Sullivan encouraged the division’s students to practice counseling outside of an office setting at some point during their careers.

“That’s where some of the best work gets done,” Sullivan said. He discussed that crisis and trauma counseling can occur in the community in response to traumatic events.

During his talk, Sullivan used local examples, such as an ice storm in the early 2000s and Hurricane Florence, to show students the importance of empathy and crisis communications.
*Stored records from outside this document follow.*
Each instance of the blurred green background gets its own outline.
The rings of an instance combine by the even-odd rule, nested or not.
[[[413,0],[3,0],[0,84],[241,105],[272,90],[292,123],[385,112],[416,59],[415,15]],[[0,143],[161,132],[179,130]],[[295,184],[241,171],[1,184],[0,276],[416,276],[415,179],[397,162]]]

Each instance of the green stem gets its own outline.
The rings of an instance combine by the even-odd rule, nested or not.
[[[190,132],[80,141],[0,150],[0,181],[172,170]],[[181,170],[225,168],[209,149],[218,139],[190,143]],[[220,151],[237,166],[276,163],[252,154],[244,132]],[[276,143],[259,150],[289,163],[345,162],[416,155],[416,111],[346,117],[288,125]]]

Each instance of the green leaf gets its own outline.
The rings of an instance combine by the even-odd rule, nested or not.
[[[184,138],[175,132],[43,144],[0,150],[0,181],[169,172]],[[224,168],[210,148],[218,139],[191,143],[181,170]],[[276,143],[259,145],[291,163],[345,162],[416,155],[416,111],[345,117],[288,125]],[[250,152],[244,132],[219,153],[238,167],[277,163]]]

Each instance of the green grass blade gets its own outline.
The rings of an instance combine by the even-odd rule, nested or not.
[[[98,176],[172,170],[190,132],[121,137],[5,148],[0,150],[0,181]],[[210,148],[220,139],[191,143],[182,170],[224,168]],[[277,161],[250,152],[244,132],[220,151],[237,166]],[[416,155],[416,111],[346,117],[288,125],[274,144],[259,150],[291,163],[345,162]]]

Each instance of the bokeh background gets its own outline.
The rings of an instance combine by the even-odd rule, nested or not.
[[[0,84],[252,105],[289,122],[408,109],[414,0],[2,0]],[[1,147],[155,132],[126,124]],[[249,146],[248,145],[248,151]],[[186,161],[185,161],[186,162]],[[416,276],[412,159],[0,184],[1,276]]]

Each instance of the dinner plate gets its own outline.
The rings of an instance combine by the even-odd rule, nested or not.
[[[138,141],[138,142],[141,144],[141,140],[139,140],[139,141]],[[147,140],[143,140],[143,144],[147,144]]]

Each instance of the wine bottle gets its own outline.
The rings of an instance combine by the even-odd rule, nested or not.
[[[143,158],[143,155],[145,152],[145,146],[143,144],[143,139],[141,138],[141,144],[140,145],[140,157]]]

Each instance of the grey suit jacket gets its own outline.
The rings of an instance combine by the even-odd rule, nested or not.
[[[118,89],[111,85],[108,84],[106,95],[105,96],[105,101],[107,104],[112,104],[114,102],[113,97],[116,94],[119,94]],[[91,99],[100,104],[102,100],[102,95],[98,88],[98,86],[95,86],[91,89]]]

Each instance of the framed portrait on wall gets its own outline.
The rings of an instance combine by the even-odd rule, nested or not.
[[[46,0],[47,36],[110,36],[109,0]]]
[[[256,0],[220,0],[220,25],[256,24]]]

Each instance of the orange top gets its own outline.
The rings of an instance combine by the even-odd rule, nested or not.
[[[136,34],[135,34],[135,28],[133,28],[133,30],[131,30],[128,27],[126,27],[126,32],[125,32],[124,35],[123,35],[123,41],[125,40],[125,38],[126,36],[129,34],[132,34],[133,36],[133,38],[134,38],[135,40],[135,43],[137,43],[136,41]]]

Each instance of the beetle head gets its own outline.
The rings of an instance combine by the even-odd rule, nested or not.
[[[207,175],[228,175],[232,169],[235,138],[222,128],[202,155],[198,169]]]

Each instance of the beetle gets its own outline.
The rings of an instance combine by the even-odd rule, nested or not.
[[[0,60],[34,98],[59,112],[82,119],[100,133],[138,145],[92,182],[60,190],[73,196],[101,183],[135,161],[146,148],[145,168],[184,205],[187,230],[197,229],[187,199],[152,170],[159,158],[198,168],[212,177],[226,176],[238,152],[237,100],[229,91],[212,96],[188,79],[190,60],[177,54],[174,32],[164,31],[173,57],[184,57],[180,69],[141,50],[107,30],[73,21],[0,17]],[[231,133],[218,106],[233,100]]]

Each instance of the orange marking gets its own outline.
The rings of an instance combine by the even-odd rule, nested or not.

In these circumstances, Sullivan explained, it is crucial for crisis workers to be trained in specific, critical incident responses that emphasize strong communication skills appropriate for traumatic events.

“What does the community need to hear, when they need to hear it? How do they hear it?” he asked students. “The highest risk, most at-risk individuals are the ones who continue to go without.” Appropriate communication strategies help facilitate effective and prompt referrals for services.

Sullivan also spoke about long-lasting characteristics of a crisis, including retriggering aspects, lasting experience, and individualized reactions to crisis.

“It’s important to recognize that trauma sticks,” he said. “When you’re interacting with people, you’re not just dealing with them in this moment. You’re dealing with them in their historical context. So, how do you understand that? You ask.”

The division frequently invites Sullivan to work with students on appropriate trainings for crisis intervention, crisis counseling and trauma work. In the program, students receive training on providing counseling services to people in community settings and learning specific crisis intervention strategies to use with people dealing with acute stress or post-traumatic stress.

Judy Schmidt, EdD, CRC, LPCA, said students learn about the emotional states that may occur after a trauma and how those states involve grief and loss, which in turn impact daily living and relationships.

“Being able to help people communicate their needs, locate resources, and learn effective coping skills during and after a traumatic event promotes a more stable healing process,” Schmidt said.